From our perspective, platform portability is also (beyond what is listed already) defined by the batch system and launch methods available on the target system. I am not sure if we want to capture that here though?

SteVwonder commented 3 years ago

From our perspective, platform portability is also (beyond what is listed already) defined by the batch system and launch methods available on the target system. I am not sure if we want to capture that here though?

That's a good suggestion. Suggested RMs/launchers to test against? Slurm/srun, LSF/jsrun, PBS/mpirun, PMIx/prrte, Cobalt/aprun. Any others? For any of those that are open-source, it might be possible test in GH actions, but for the vendor-specific RMs, we will probably need to wait for ECP CI integration.

dongahn commented 3 years ago

@SteVwonder and I chatted about this today. We will break this down to:

1) Coverage table for Cloud CI 2) Coverage table for HPC CI

Also we will have a notion of "base testing coverage" that we should do first with highest priority (e.g., one linux distro of N possibility is the first platform, one python version of 3.6, 3.7, 3.8, 3.9 will be the first python version, one version from each of the 4 technologies etc)
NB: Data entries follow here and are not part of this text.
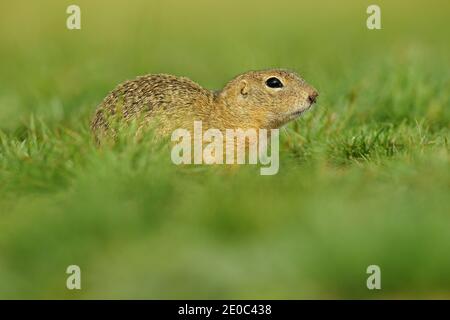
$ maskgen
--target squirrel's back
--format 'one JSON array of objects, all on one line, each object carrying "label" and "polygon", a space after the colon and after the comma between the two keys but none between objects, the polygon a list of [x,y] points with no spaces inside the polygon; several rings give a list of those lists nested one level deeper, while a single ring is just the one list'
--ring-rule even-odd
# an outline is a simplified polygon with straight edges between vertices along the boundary
[{"label": "squirrel's back", "polygon": [[[213,93],[194,81],[168,74],[150,74],[125,81],[100,103],[91,123],[94,133],[109,128],[110,117],[126,121],[163,114],[186,118],[211,105]],[[207,111],[205,111],[207,112]]]}]

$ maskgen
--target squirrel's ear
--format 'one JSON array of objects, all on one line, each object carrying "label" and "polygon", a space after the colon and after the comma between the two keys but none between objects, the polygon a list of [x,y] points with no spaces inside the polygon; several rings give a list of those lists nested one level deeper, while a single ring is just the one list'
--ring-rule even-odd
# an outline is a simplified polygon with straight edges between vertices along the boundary
[{"label": "squirrel's ear", "polygon": [[249,88],[249,86],[248,86],[247,81],[241,80],[241,83],[240,83],[240,92],[241,92],[241,95],[243,95],[244,97],[246,97],[247,94],[248,94],[249,89],[250,89],[250,88]]}]

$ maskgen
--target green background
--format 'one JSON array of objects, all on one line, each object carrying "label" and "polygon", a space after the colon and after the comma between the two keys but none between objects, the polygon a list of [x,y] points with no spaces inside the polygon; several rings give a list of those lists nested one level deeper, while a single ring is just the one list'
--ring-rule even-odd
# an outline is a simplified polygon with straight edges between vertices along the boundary
[{"label": "green background", "polygon": [[[81,7],[82,29],[66,29]],[[382,30],[366,9],[382,10]],[[449,298],[448,1],[3,1],[0,298]],[[280,171],[97,149],[147,73],[219,89],[283,67],[320,92]],[[82,290],[66,289],[67,266]],[[381,267],[382,290],[366,287]]]}]

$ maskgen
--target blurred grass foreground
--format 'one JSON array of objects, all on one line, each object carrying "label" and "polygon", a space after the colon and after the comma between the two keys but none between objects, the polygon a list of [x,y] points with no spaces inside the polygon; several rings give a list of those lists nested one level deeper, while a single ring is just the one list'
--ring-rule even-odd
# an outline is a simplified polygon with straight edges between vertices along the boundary
[{"label": "blurred grass foreground", "polygon": [[[450,298],[448,1],[71,4],[0,4],[1,298]],[[275,176],[91,139],[126,79],[272,67],[321,94]]]}]

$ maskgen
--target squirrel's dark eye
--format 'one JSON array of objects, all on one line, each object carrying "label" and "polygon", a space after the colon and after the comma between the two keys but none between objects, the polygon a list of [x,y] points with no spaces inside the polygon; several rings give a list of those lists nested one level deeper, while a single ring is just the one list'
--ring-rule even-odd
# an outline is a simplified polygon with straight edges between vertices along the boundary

Before our all-hands meeting, it would be good to incorporate your feedback from each of the 4 technologies into that.

SteVwonder commented 3 years ago

Another distinction that we made is that the Cloud CI should be targeted at weeding out the generic things like incompatible dependencies between components or incompatible interfaces between components/dependencies. This will free up the HPC CI for things you can't (easily) test in the cloud, like performance, IB/RDMA support, and vendor-specific software (e.g., launchers, MPIs, and compilers).

We want to start with the minimal working example of the CI and then gradually expand the coverage. I tried to capture this in the table.
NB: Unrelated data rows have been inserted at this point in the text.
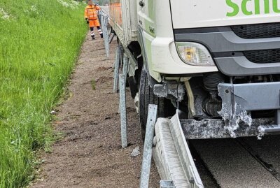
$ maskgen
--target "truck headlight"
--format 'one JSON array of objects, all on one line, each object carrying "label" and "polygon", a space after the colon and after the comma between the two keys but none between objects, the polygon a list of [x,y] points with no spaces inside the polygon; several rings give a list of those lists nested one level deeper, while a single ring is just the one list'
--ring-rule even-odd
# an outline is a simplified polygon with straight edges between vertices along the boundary
[{"label": "truck headlight", "polygon": [[196,66],[215,66],[208,50],[195,43],[176,42],[181,59],[186,64]]}]

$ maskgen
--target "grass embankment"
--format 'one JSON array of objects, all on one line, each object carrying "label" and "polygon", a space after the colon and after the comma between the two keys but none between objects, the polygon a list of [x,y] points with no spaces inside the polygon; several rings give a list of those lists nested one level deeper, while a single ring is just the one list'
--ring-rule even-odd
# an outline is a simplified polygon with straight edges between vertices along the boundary
[{"label": "grass embankment", "polygon": [[0,1],[0,187],[32,178],[34,151],[52,140],[52,107],[84,38],[85,4]]}]

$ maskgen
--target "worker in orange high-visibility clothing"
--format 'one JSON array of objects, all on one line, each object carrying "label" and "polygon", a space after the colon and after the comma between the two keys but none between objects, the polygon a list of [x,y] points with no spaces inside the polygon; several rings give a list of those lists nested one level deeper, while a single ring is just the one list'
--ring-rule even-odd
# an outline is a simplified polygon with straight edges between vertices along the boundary
[{"label": "worker in orange high-visibility clothing", "polygon": [[100,7],[92,3],[92,0],[88,1],[88,6],[85,9],[85,19],[87,23],[90,24],[90,35],[93,39],[95,39],[93,31],[94,27],[97,27],[98,32],[101,38],[103,38],[102,30],[100,28],[99,21],[97,17],[97,10],[101,10]]}]

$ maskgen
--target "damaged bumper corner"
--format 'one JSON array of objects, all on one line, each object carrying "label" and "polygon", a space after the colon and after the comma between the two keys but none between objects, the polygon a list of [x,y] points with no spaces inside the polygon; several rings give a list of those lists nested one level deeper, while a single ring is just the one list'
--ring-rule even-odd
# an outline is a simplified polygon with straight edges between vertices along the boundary
[{"label": "damaged bumper corner", "polygon": [[[225,130],[231,137],[262,136],[265,133],[279,131],[277,127],[280,124],[280,82],[220,83],[218,90],[222,99],[222,109],[218,113],[223,117]],[[276,110],[273,121],[270,121],[270,124],[267,121],[262,124],[255,123],[251,117],[251,112],[264,110]],[[257,129],[254,129],[256,126]],[[245,129],[255,129],[257,132],[247,131],[248,133],[242,136],[237,133],[240,128],[244,130],[246,126]]]}]

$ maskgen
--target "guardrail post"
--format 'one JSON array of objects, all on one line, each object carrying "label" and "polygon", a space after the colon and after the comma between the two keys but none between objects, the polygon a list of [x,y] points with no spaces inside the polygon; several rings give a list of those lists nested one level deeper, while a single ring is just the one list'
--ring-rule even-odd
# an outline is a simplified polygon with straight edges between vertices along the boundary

Test Dimension Tier 1 Tier 2 Tier 3
OS Linux Mac Windows
Python 3.6 3.9 3.7, 3.8
Architecture x86 PPC Arm
Linux Distro Centos 7 Centos 8
(or equivalent)
Ubuntu 20.04
Compiler gcc@4.8.5 clang@3.4.2 gcc@10, clang@11
MPI OpenMPI MPICH MVAPICH2

So a first minimal example could be an x86 docker image based on Centos 7 with gcc@4.8.5 (should be the default), python 3.6, and OpenMPI (what version comes via Yum).

That gives us a base image to start with, from there we should install the various components in the SDK: Flux, Radical, Parsl, Swift/T. Of course all of these have versions of their own. To start, my recommendation would be that we test all of the latest release tags of components, then expand to include all of the latest master/main/devel branches for each (2 different combinations, not 28).

Once all of the components are installed, we should execute a simple "hello world" test for each individual component and for each of the working pair-wise integrations. I believe the only pairwise integration ready for testing is Radical + Flux, but there may be additional integrations working that I'm unaware of. The Parsl + Flux integration is implemented but hasn't been upstreamed yet.

So from a Github CI build matrix perspective, I think we can start with just a single runner based on a single docker image (described above). Within that we can execute a single script that tests the various pair-wise integrations and reports back the results of each.

andre-merzky commented 3 years ago

That matrix approach works from our end and makes sense IMHO, as does the CentoOS starting point. Some minor comments for Radical:

SteVwonder commented 3 years ago

Per our discussion on the weekly call, once Centos 8 dies, we plan to switch to both Rocky Linux (or equivalent) and Centos Streams, but we need to determine a plan for what we do if Centos Streams breaks our CI builds (and it is a distro issue, not an issue on our end).